Python package: WGDpseudogenes
1. Identification of all remnants of pseudogenes
Use multiplicons form plaza to link the different chromosomal regions. (Proost et al. 2015)
Input from plaza: Segments (Dated), annotation, duplication type(Tandem, anchor points(dated), proteome
• Get anchor points of the most recent wgd Ks 01.-0.6
• Segments for those anchor points
o ad_segments (species=ptr, exp_id=1) -> first and last gene of the segments
• Annotation of the segments
o coordinates of first and last gene -> coordinates of segments
o get all genes on the segment
o mark Anchor point and tandem duplicates
• Create pseudoalignment between the segments
o based on anchor points
• Define potential regions
o Genes that have no counterpart on the aligned segment
• Extract the potential regions form the genome
o Region between the proceeding and following anchor point
• tblastn of the opposing gene on the potential region
• Filter blast results
o Percent identity >30%
o Evalue<0.5
o Length >50 amino acids
• Collapse and link fragments:
o Different fragments of the gene put together
o Fragments are like exons
• extra annotations
The output contains regions with anchor points, retained duplicates, and also regions without genes. In these last regions potential to contain remnants of duplicates.

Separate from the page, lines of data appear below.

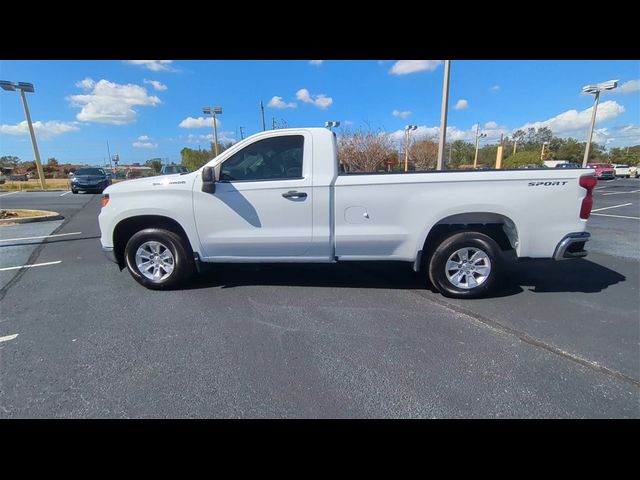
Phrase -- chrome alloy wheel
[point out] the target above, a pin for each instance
(155, 261)
(468, 268)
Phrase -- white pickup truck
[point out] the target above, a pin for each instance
(280, 196)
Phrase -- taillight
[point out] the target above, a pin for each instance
(588, 182)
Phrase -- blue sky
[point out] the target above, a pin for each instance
(153, 108)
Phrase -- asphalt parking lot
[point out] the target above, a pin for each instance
(80, 339)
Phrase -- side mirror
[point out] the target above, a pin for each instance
(208, 180)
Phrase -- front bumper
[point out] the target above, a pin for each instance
(572, 246)
(110, 254)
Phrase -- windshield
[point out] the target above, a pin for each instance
(90, 171)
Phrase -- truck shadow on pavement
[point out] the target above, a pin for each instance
(538, 276)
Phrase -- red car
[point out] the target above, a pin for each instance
(604, 171)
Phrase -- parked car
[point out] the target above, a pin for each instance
(272, 198)
(568, 165)
(18, 178)
(603, 171)
(86, 179)
(622, 171)
(173, 169)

2. Analyses of Blast results => Remnant regions?
• Annotate the features of the regions
o RNA seq coverage
o Repeat elements between the different fragments of a gene
 Can still be further annotated to TE’s
o Retention group the query gene: Single/Intermediate/multi/Non-core (Plant cell paper)
• Other things that can be added (TO DO)
o Mutation rate
 Compare mutation rate with other regions/genes
 Mutation hotspots with sliding window
 SNP’s
o Remnant gene structure => annotation
 Pfam
o Crossing out of parts of the genome
 Loss due to mutations or outcrossing?